I enjoyed playing it, but it lacked the bigger bass sound I wanted and got pretty dead sounding at about the 7th fret (playing with the slide).

The SS Bass Build
Two years ago I switched from long scale (34") to short scale (30 1/2") bass. I found it much easier to play and preferred the thumpier sound. As you shorten the scale of a bass (or any stringed instrument) while keeping the same tuning, you begin to lose string tension. Which, causes less definition in the sound and therefore a boomier or thumpier sound. With that in mind as well as these new U-Basses, I thought I could make this into a super short scale bass and maybe achieve an almost double bass tone.

At first, I wanted to keep this simple: one pickup, one knob.

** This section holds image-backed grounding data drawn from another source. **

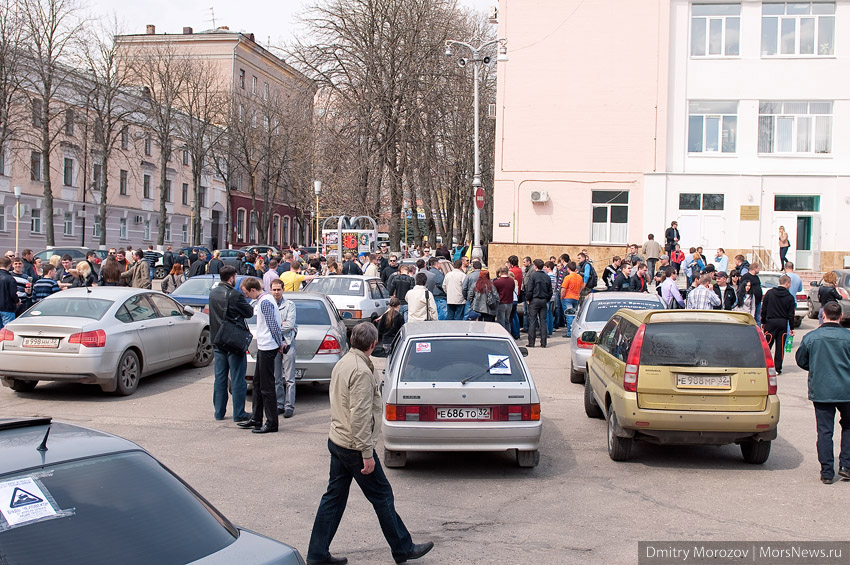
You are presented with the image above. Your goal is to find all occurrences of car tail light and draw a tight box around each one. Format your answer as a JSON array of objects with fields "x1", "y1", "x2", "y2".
[
  {"x1": 795, "y1": 293, "x2": 807, "y2": 302},
  {"x1": 317, "y1": 334, "x2": 341, "y2": 355},
  {"x1": 496, "y1": 404, "x2": 541, "y2": 421},
  {"x1": 385, "y1": 404, "x2": 539, "y2": 422},
  {"x1": 69, "y1": 329, "x2": 107, "y2": 348},
  {"x1": 623, "y1": 324, "x2": 646, "y2": 393},
  {"x1": 576, "y1": 337, "x2": 594, "y2": 349},
  {"x1": 339, "y1": 309, "x2": 362, "y2": 320},
  {"x1": 386, "y1": 405, "x2": 436, "y2": 421},
  {"x1": 202, "y1": 305, "x2": 210, "y2": 314},
  {"x1": 0, "y1": 328, "x2": 14, "y2": 342},
  {"x1": 756, "y1": 327, "x2": 778, "y2": 395}
]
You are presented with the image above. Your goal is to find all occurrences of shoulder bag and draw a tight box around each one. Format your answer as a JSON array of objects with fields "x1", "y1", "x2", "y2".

I ordered this Artec pickup from Hong Kong. Total with shipping: $20. It is built with the extra wires necessary to do coil taps, parallel/series… so I put it up on Facebook, asking what I should do and got a lot of great feedback. Sure I wanted to keep it simple, but the body already had six holes in it for knobs and switches. Everyone unanimously agreed on tone control. After that, there's really an almost endless amount of variations you could go with.

I let that sit and began defretting. 




I had to plug the two middle tuning peg holes and make the others larger to accommodate bass tuners. I set out on a tri-tone stain application: ebony, cherry, and walnut. To account for the wider bass bridge I had to add some wood to the center of the body.


After a week or so I decided there needed to be a bridge pickup as well. The bridge pup ended up being a neck pickup from a Telecaster (something I had laying around). The wiring ended up as: 3-way pickup select switch; Neck Humbucker, parallel/coil tap/series switch, volume, tone; single coil bridge pickup, volume, tone. Which looks like this:


And to my amazement I made a wiring schematic that worked! I strung it up and that's the build.

  




Unfortunately, it doesn't sound so hot and that's kind of a bummer. Here is a sound sample to better explain things.



Basically, there is a lot of weirdness. The bridge I tried was a little too beefy, so the action got pretty high towards the body. The E string refuses to stay in tune and there is so much odd—phaser—strangeness happening it tends to sound out of tune in general. I spent a couple minutes trying to talk myself into that being the sound, but it didn't take. I guess I proved to myself why basses need a certain scale in order to achieve a good bass sound.

In Conclusion
So, I've already switched out the bridge and replaced the strings with heavy gauge flatwound guitar strings. So what is it now? Well, I call it a piccolo bass. It's an absurd term I think, because you basically have the bottom strings of a guitar. However it's not totally without merit, because you are feeding the signal though bass pups to a bass amp. They make 34" piccolo strings… and this guy Jeff Schmidt will blow your mind with some fretless piccolo craziness.